Suatu
kali Abdul Wahid bin Zaid berlayar bersama beberapa sahabatnya. Angin membawa
kapal mereka menuju sebuah pulau kecil. Di sana , mereka menjumpai seorang laki-laki
sedang menyembah berhala. Kisah ini dikutip dalam Kitab al-Tawwabin (Dar
al-Manar, halaman 193-194).
Abdul Wahid bertanya pada orang itu,
"Hai fulan, siapa yang kamu sembah itu?" Laki-laki itu menunjuk ke
arah berhalanya. "Ia tidak layak disembah," ujar Abdul Wahid.

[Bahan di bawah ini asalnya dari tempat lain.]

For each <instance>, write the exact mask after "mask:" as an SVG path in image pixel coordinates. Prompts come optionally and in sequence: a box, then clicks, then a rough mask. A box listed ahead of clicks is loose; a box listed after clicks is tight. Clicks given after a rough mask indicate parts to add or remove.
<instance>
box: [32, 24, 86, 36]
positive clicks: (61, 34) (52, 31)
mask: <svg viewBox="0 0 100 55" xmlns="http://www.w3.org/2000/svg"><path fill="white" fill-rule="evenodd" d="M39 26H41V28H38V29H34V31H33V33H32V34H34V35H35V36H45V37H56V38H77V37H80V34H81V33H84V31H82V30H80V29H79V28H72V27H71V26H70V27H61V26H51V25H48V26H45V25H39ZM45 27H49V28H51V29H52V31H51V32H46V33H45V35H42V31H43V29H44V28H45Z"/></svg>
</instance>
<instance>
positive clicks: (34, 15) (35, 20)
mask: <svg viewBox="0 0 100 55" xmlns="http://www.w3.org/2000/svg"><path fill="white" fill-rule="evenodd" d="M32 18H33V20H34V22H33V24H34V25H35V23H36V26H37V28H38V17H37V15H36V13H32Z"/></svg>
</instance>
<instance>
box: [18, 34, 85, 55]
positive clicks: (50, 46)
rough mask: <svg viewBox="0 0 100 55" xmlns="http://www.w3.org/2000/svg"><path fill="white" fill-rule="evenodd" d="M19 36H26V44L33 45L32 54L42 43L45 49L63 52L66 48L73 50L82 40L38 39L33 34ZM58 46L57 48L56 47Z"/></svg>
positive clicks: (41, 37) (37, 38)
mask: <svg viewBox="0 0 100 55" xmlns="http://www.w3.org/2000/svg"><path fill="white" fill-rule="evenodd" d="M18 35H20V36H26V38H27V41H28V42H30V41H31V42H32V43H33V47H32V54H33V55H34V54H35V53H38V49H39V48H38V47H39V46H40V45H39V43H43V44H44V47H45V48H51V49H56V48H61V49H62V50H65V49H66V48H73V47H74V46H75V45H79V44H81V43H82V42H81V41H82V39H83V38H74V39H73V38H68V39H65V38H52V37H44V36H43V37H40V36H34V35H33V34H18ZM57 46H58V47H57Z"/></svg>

Mendengar itu, sang penyembah berhala bertanya, "Lalu apa yang kalian
sembah?"
"Allah."
"Siapa Allah itu?"
"Dzat
yang arasy-Nya di langit, kekuasaan-Nya di muka bumi, ketentuan-Nya meliputi
segala kehidupan dan kematian."
"Bagaimana
kalian tahu tentang hal itu?" Abdul Wahid menjawab, "Dia mengutus
kepada kita seorang Rasul yang mulia, dan Rasul tersebut mengabari hal
itu."
"Apakah
dia meninggalkan untuk kalian suatu bukti sebagai petunjuk?"
"Tentu
saja, dia mewariskan Kitabullah," jawab Abdul Wahid. "Tunjukkan
padaku kitab itu," pinta sang penyembah berhala.
Abdul
Wahid lalu menunjukkan mushaf al-Qur'an. “Aku tidak tahu tentang kitab
ini," komentar laki-laki tersebut. Abdul Wahid membacakan sebuah surat . Sejenak kemudian
penyembah berhala itu menangis. "Pemilik wahyu ini tidak layak
dimaksiati," katanya. Ia pun kemudian menyatakan untuk memeluk Islam.
“Kami
membawanya dalam perjalanan,” kisah Abdul Hamid tentang muallaf itu, “kami
ajarkan syariat Islam dan beberapa surat
al-Qur'an. Ketika malam tiba, kami pun shalat Isya’, dan ketika kami hendak
tidur, laki-laki itu berkata, ‘Saudaraku, Tuhan yang kamu tunjukan padaku itu,
apakah jika malam hari tidur?"
"Tentu
saja tidak, wahai hamba Allah," jawab Abdul Hamid. "Dia abadi dan
tidak pernah tidur," imbuhnya. "Betapa buruk hamba macam kalian ini,
kalian tidur pulas sementara Tuhan kalian terjaga?"
Abdul
Wahid dan para sahabatnya teramat takjub dengan kata-katanya. Ketika mereka
sampai di Abadan ,
sebuah wilayah kekhalifahan Islam, Abdul Wahid dan kawan-kawannya bersepakat
membiarkan laki-laki itu hidup mandiri. Mereka mengumpulkan uang dan
memberikannya pada muallaf itu.
"Untuk
apa uang ini?" tanya pria itu. "Untuk mencukupi kebutuhanmu."
Muallaf
itu menolak dan berkata, "Tiada Tuhan selain Allah. Aku tidak butuh uang.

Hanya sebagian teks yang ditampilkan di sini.